|Photograph courtesy of Sarah Kate Wilson|
TATE BRITAIN until November 2nd 2014
The Duveen Gallery - 100 metres long, with a lofty vaulted roof - has seen plenty of drama. Each year an artist is commissioned to produce work which responds to the Tate, its surroundings and the Gallery itself. In 2002-3 Anya Gallaccio's massive oak trees, felled and with their branches lopped, became natural, rough-and-ready 'columns' both mirroring and challenging the classical setting. In 2007 Mark Wallinger recreated peace campaigner Brian Haw’s sprawling Parliament Square protest. A year later Martin Creed choreographed a live performance, making runners speed through the Duveen as if their lives depended on it.
And 2014 brings a new paradox. Phyllida Barlow says "Considering a body of new work, I was very conscious of two particular contradictory aspects: the tomb-like interior galleries against the ever-present aspect of the river beyond".
Dock is a monumental, exuberant counterpoint to a calm, graceful, neoclassical gallery.
It is comprised of 7 inter-related sculptures filling the whole space. When the way is almost blocked, most of us visitors seem to prefer to squeeze against the walls, though it's perfectly possible to wander around inside the sculptures.
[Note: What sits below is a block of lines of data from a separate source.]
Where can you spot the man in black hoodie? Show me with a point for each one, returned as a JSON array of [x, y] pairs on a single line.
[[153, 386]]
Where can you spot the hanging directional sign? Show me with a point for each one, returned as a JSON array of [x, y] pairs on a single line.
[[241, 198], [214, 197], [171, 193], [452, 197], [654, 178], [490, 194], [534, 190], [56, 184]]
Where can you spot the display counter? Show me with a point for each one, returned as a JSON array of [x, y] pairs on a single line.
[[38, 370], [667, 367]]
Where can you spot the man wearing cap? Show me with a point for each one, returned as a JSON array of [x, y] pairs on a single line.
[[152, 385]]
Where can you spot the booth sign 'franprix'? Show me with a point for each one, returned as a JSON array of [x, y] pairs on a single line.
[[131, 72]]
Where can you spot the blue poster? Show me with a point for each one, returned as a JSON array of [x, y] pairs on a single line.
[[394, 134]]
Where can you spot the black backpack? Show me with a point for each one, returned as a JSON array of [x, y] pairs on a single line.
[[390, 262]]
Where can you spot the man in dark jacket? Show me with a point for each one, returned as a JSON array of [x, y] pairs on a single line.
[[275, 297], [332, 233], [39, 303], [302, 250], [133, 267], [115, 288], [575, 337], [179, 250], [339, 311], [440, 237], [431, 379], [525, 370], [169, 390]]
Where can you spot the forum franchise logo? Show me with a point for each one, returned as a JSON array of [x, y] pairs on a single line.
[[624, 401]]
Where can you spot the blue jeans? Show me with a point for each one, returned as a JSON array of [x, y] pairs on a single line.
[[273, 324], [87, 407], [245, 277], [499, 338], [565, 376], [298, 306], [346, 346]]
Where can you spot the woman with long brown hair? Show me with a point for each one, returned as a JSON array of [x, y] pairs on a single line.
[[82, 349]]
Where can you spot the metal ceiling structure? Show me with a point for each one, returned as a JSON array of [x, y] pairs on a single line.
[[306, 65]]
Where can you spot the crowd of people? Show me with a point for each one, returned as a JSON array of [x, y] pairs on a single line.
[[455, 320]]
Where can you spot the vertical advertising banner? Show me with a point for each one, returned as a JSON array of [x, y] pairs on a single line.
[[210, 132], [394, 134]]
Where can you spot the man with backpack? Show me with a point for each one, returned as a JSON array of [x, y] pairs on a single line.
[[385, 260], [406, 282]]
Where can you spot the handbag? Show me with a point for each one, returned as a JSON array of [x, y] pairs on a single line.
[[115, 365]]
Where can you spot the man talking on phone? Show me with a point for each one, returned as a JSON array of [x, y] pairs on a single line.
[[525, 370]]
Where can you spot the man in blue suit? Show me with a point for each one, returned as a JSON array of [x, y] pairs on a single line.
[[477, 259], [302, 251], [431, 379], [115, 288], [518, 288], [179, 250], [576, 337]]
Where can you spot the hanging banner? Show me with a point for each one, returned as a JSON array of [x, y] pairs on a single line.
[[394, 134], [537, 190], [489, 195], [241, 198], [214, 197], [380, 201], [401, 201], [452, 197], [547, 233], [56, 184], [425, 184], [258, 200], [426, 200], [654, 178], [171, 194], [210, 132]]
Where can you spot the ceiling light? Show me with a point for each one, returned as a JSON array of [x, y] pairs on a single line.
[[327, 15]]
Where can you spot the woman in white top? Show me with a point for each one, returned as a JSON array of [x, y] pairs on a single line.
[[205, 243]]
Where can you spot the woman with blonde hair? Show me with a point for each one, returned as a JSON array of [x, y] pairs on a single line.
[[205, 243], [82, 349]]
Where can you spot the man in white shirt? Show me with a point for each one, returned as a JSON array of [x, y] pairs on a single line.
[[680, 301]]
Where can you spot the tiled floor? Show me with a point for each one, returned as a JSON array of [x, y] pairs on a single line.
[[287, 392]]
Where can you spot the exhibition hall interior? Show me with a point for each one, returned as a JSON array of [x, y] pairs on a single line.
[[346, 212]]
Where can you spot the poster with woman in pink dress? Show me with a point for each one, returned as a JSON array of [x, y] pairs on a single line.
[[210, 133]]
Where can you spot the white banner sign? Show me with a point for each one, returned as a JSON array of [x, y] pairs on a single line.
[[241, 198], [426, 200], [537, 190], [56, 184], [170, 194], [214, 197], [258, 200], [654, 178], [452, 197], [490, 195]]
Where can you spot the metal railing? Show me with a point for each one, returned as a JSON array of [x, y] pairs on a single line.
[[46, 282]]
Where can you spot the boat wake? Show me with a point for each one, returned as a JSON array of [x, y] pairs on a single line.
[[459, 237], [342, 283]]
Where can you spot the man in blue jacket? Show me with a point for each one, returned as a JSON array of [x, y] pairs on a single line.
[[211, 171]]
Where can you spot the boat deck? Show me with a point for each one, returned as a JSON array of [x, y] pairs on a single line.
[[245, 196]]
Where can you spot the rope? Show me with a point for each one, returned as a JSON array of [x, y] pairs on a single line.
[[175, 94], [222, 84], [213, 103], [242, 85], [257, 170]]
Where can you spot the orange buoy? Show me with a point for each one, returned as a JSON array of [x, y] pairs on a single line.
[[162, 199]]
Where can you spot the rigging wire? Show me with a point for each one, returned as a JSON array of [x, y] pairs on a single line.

Perhaps its invasiveness reminds us of the terrible floods higher up the Thames earlier this year, powered by the river upon whose banks the Tate stands.
So you look up at shapes which reference lofty cranes. Vast shipping containers dangle in the air as if ready to be loaded. Untitled: dock: crushedtower, a functionless wooden tower wrapped in paper is a pastiche of the monumental sculptures surrounding it. We can see that Dock is made of familiar everyday materials - timber, metal, polystyrene, canvas, cardboard and rope. Everywhere they are suspended, collapsed, stacked, wrapped, folded, jambed, crimped and squeezed.
Dock is monumental, awe-inspiring, captivating. It is also light and airy, The contrast makes you dizzy , even vertiginous.. Each step you take reveals a new vista. And I've included the coral/fuchsia colours in the two lower images because they filling the windows of fashion shops in the West End at the moment.